そのセキュリティ対策として、ICT専門部署と総務部門が連携して取り組みつつ、「ICTと組織、人とのバランスのよい対策や、人に依存しないように他社のサービスやアウトソースも活用する。変貌する社会やビジネス、脅威環境に合わせて実施することが大切」と解説。更には、「クラウドサービスの活用と共に、情報処理の高速化を図る。ノートパソコンなど個々の端末からの情報漏洩を防ぐために、セキュリティを一元管理している。侵入されることを前提とした〝ゼロトラストセキュリティ〟対策が要となる。利用状況を常に監視・確認・可視化し、早期の検知やアラート通知、自動修復などで強みを持つCASB(キャスビー)のほか、クラウドセキュリティ対策管理CSPMなどの最新サービスの活用を通じたDXの推進により、顧客に〝新たな価値〟を提供できる」と説明した。

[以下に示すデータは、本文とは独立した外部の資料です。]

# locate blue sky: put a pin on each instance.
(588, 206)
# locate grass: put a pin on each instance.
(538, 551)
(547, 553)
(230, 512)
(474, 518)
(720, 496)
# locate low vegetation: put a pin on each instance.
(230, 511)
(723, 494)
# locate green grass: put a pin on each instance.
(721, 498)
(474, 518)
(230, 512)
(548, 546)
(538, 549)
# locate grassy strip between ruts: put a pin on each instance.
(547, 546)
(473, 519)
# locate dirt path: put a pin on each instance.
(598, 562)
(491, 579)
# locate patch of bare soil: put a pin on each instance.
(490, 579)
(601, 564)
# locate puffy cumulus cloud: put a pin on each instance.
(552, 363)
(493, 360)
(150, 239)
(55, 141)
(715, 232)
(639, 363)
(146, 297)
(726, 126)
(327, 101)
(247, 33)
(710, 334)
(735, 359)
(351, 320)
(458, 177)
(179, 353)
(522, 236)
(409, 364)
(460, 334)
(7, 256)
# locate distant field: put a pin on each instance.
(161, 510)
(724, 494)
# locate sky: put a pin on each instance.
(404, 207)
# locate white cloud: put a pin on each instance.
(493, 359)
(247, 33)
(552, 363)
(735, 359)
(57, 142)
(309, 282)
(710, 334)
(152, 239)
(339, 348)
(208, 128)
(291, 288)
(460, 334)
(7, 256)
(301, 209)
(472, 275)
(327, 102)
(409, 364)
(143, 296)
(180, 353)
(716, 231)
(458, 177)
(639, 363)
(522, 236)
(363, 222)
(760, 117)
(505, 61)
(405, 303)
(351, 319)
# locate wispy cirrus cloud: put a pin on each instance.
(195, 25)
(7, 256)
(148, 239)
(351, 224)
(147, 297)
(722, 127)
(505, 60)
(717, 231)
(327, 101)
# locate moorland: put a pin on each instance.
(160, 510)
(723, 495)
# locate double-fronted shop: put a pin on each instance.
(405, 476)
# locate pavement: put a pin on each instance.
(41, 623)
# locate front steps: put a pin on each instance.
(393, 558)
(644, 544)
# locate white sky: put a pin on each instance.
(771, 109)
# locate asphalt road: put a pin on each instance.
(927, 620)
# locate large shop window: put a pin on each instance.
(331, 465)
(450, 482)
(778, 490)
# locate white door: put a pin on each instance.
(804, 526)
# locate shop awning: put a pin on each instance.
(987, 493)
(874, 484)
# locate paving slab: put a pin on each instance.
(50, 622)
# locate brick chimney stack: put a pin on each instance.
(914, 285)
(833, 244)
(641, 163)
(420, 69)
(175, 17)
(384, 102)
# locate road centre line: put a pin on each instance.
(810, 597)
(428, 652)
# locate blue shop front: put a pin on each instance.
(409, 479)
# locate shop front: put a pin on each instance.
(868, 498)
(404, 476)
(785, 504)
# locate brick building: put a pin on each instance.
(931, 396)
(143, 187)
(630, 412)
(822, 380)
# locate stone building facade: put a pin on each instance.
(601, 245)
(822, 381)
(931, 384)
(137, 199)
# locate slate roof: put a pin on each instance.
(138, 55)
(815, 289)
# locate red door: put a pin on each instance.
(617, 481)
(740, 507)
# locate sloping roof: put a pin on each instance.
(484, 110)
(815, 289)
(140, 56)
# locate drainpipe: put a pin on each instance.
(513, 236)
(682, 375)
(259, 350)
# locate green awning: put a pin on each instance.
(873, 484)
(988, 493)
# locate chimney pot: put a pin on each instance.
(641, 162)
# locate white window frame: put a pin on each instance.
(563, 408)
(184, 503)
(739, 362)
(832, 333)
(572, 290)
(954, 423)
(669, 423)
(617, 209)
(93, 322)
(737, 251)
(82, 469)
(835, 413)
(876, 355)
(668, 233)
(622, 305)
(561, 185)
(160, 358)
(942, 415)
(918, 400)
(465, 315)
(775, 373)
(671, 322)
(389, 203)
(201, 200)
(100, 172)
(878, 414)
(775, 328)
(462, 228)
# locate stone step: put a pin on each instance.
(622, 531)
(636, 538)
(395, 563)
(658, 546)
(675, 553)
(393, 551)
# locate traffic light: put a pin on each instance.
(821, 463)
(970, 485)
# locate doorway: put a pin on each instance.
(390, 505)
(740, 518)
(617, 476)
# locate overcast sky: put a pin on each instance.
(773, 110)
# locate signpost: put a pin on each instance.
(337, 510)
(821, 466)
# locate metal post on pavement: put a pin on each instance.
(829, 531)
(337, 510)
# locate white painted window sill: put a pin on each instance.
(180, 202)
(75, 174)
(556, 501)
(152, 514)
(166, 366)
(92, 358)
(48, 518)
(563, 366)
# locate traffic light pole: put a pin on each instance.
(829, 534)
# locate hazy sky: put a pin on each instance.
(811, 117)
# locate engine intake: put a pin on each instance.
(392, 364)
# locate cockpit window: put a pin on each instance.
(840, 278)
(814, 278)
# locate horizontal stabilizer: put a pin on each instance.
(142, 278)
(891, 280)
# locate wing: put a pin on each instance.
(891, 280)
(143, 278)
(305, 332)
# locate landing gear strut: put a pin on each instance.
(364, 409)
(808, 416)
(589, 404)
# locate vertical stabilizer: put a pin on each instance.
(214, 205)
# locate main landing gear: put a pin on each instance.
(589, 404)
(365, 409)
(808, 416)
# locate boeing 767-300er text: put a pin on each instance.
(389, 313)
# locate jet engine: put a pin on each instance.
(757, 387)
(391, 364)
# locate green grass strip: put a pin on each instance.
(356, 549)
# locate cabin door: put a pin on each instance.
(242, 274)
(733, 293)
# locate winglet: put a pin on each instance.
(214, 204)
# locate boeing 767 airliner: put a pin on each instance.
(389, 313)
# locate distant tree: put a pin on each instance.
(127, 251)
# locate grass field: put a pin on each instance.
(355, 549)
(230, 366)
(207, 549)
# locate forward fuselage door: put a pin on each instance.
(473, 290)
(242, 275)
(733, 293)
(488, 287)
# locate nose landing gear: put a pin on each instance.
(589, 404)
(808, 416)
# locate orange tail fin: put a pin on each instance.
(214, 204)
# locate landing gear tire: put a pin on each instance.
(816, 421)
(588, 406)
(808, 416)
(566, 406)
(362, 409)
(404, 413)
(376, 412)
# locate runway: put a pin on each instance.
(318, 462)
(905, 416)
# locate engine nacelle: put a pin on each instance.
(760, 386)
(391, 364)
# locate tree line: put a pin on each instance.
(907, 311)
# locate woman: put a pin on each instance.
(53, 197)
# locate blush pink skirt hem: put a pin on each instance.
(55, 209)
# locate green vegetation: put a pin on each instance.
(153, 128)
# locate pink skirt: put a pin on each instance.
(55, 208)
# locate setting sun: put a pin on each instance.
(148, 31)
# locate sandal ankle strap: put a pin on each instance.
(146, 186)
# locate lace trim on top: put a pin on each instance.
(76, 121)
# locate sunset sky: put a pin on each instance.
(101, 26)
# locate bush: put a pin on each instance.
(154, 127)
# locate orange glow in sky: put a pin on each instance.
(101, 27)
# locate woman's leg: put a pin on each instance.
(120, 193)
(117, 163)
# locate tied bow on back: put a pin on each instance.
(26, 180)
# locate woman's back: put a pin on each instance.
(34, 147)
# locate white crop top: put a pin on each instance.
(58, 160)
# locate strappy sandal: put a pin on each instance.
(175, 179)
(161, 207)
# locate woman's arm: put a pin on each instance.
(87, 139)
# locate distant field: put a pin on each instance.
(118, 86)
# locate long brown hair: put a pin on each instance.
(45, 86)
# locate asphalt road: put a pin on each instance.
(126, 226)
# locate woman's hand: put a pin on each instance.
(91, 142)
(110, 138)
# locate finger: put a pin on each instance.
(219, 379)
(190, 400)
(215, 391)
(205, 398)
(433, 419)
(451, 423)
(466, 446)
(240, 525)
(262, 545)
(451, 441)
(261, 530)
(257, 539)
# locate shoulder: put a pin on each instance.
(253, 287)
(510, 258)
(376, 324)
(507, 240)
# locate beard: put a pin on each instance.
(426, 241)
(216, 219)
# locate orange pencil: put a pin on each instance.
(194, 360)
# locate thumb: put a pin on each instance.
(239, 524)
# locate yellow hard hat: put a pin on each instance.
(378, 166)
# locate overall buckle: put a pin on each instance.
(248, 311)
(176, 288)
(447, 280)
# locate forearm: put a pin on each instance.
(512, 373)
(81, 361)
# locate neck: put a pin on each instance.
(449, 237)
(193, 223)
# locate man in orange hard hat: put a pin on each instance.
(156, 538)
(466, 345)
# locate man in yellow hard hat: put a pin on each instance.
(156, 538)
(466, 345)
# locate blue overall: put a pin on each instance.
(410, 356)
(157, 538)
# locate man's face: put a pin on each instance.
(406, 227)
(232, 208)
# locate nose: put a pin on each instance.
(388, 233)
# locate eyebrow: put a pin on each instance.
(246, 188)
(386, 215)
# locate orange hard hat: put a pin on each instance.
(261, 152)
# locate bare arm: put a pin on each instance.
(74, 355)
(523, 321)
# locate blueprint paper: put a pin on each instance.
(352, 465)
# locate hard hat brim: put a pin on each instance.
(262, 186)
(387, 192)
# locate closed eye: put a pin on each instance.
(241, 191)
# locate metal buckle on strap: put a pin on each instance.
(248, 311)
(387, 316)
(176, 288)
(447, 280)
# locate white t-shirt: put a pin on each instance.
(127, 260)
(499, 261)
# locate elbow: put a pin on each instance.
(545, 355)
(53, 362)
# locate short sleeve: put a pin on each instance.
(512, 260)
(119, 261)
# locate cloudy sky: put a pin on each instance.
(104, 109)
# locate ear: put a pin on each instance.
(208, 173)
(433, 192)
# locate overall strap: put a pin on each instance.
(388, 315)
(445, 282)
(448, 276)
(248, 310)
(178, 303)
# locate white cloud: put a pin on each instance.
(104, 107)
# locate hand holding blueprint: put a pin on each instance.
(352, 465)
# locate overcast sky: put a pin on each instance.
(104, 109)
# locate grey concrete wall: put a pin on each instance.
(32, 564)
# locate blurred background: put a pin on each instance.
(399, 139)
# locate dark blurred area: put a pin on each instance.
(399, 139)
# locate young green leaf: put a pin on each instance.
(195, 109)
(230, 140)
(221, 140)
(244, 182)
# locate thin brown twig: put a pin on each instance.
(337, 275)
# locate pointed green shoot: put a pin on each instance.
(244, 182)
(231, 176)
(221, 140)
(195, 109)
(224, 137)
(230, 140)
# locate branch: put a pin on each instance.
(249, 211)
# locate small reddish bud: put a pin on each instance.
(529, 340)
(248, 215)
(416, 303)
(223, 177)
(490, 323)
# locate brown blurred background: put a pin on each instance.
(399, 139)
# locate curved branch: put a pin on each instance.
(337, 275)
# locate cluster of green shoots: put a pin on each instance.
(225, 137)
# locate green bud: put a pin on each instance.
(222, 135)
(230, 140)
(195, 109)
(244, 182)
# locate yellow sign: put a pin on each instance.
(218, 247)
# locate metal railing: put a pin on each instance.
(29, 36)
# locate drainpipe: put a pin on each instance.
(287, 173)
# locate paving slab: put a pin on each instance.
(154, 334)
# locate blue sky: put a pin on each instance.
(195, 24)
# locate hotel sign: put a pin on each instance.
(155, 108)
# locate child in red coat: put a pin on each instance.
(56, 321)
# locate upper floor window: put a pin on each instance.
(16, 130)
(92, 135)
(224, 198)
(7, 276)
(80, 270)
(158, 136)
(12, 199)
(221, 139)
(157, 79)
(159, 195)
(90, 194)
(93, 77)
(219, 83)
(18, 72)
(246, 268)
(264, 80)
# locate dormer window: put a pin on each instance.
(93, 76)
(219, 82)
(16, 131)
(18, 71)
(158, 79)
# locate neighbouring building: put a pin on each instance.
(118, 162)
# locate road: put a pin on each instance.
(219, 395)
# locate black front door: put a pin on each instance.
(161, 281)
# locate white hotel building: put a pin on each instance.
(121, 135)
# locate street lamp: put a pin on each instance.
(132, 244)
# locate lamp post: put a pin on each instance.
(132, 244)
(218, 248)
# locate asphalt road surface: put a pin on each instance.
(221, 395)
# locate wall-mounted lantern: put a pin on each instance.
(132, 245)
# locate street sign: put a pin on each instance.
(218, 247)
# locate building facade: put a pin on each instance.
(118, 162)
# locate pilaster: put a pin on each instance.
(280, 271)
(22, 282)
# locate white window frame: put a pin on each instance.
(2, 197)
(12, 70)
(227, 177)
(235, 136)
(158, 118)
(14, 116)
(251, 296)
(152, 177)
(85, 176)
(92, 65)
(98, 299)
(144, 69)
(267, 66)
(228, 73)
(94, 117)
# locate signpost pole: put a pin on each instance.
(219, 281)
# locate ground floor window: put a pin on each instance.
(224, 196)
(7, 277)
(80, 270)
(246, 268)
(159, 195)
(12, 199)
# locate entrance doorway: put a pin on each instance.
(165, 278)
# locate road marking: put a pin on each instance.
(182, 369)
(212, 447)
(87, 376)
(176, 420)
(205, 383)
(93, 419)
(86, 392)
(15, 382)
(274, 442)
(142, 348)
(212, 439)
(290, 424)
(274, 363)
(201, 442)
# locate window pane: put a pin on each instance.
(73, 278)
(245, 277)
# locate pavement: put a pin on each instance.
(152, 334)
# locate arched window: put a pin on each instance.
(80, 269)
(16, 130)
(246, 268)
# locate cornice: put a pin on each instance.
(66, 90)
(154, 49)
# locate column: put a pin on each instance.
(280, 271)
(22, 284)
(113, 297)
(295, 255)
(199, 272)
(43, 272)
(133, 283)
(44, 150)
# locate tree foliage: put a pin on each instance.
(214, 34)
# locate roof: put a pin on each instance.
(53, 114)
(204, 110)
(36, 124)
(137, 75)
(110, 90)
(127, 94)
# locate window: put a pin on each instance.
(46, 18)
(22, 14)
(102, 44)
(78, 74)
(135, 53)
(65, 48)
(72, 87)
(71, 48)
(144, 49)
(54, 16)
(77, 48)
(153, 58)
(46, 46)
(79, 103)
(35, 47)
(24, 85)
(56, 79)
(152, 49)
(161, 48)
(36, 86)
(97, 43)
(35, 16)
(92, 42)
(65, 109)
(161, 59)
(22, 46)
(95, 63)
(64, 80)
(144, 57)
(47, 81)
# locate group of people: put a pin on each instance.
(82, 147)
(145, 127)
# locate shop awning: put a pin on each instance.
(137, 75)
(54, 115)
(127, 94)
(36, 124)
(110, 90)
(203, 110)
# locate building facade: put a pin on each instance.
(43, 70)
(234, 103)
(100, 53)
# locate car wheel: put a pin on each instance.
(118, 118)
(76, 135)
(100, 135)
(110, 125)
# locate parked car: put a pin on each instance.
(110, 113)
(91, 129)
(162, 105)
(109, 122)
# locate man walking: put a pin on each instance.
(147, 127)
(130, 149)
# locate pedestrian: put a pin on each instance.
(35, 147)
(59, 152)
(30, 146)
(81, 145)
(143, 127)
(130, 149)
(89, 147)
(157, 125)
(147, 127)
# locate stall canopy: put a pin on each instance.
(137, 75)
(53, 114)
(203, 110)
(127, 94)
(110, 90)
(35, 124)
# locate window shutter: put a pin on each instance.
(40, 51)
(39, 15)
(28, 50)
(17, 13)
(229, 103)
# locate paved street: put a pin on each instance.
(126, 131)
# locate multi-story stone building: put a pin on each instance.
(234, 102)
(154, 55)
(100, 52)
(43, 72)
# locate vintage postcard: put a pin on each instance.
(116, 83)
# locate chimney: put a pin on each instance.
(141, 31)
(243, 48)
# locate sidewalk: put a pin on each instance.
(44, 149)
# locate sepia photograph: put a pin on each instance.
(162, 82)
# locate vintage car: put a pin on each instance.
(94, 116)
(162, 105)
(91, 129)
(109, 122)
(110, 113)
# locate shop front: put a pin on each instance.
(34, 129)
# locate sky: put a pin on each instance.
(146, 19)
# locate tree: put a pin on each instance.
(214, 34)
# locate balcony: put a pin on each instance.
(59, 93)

ID先端技術部エバンジェリストの内山史一氏は、能動的に脅威を探す取り組みである〝スレットハンティング〟の考え方の導入を提唱して、「既存の対策だけでは、脅威の検知や対応が困難になっている。従来のように発見してからの対策は遅い。最新ツールを使うものの〝スレットハンティング〟で重要な点とは〝人〟が対策に関わること」と強調。その際に、「守るべき重要な資産を整理して、どのような脅威があるのかの仮説を立てる。調査や発見、分析・対策を繰り返すサイクルの構築が重要になる」と説明した。これらの課題を解決するとして、同社が11月に提供を始めた『サイバー脅威遡及分析サービス(CyTRA)』(サイトラ)を紹介した。